Cefprozil treatment of persistent and recurrent acute otitis media.Pediatr Infect Dis J 1997; 16(5):471-8PI
We identified the pathogens causing persistent and recurrent acute otitis media (AOM) and the clinical efficacy of cefprozil as treatment.
This was a noncomparative, open label multicenter trial. Children ages 6 months to 12 years with signs and symptoms of AOM and evidence of middle ear effusion, as confirmed by pneumatic otoscopy or tympanometry, underwent tympanocentesis and subsequent treatment with cefprozil (15 mg/kg given twice daily) for 10 days. Patients with recurrent otitis media or failure of previous antibiotic therapy or prophylaxis were particularly sought for the study.
Two hundred sixty-two (99%) of 265 enrolled children were considered evaluable. The median age of the study group was 1 year. Ninety-eight (37%) of the children had a history (within 30 days) of prior antibiotic use. Ninety-seven (37%) met our definition of recurrent AOM, 48 (18%) met our definition of persistent AOM and 132 (50%) children had 3 or more previous episodes of acute otitis media within 12 months before study. Eighty-two (31%) of the enrollment tympanocentesis had no growth, 150 (57%) had a single bacterial pathogen and 29 (11%) had multiple bacterial pathogens. Of the 93 Streptococcus pneumoniae pretreatment isolates, 50 (54%) were penicillin-susceptible, 12 (13%) were penicillin-intermediate resistant and 31 (33%) were penicillin-resistant. Of the 75 Haemophilus influenzae pretreatment isolates, 42 (56%) produced beta-lactamase as did 4 (27%) of the 15 Moraxella catarrhalis strains. A satisfactory clinical response by pathogen was found in 75% (70 of 93) with S. pneumoniae, 75% (56 of 75) with H. influenzae and 93% (13 of 14) with M. catarrhalis; the response with single pathogen infections was higher than those with multiple pathogens (118 of 150 (78%) and 17 of 29 (59%), respectively; P = 0.03). The response for patients with isolates of S. pneumoniae that were penicillin-susceptible, -intermediate or -resistant were 39 of 50 (78%), 11 of 12 (92%) and 21 of 31 (68%), respectively. Older children had a satisfactory clinical outcome more frequently than younger children (P < 0.001), and the response to therapy varied for persistent, recurrent and recently untreated AOM (P < 0.01).
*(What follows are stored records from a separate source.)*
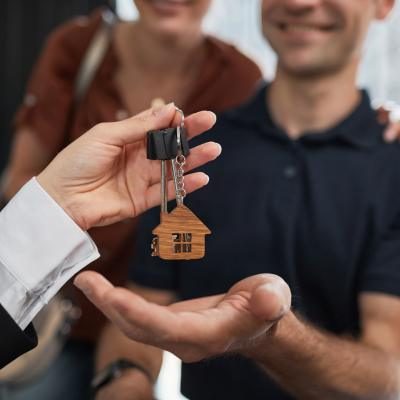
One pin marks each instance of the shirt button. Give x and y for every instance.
(121, 114)
(290, 172)
(30, 100)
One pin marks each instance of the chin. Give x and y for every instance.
(169, 29)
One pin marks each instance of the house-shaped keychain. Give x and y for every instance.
(180, 235)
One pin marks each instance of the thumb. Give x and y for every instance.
(135, 128)
(271, 301)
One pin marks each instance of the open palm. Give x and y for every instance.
(198, 328)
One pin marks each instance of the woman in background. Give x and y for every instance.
(163, 55)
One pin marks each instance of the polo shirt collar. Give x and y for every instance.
(359, 128)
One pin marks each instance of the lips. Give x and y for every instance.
(293, 27)
(169, 7)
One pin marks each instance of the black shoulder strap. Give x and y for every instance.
(94, 55)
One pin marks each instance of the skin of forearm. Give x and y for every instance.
(312, 364)
(114, 345)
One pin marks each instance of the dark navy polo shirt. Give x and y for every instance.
(323, 212)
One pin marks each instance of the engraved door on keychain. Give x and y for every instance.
(180, 234)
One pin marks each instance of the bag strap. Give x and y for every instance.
(94, 55)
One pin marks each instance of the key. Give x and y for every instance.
(180, 234)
Persistent and recurrent AOM involves the same pathogens as recently untreated AOM but bacteria with reduced antibiotic susceptibility may be more frequently present. This noncomparative study suggests that cefprozil 30 mg/kg/day given in two divided doses for 10 days may be effective in the treatment of children with persistent and recurrent AOM.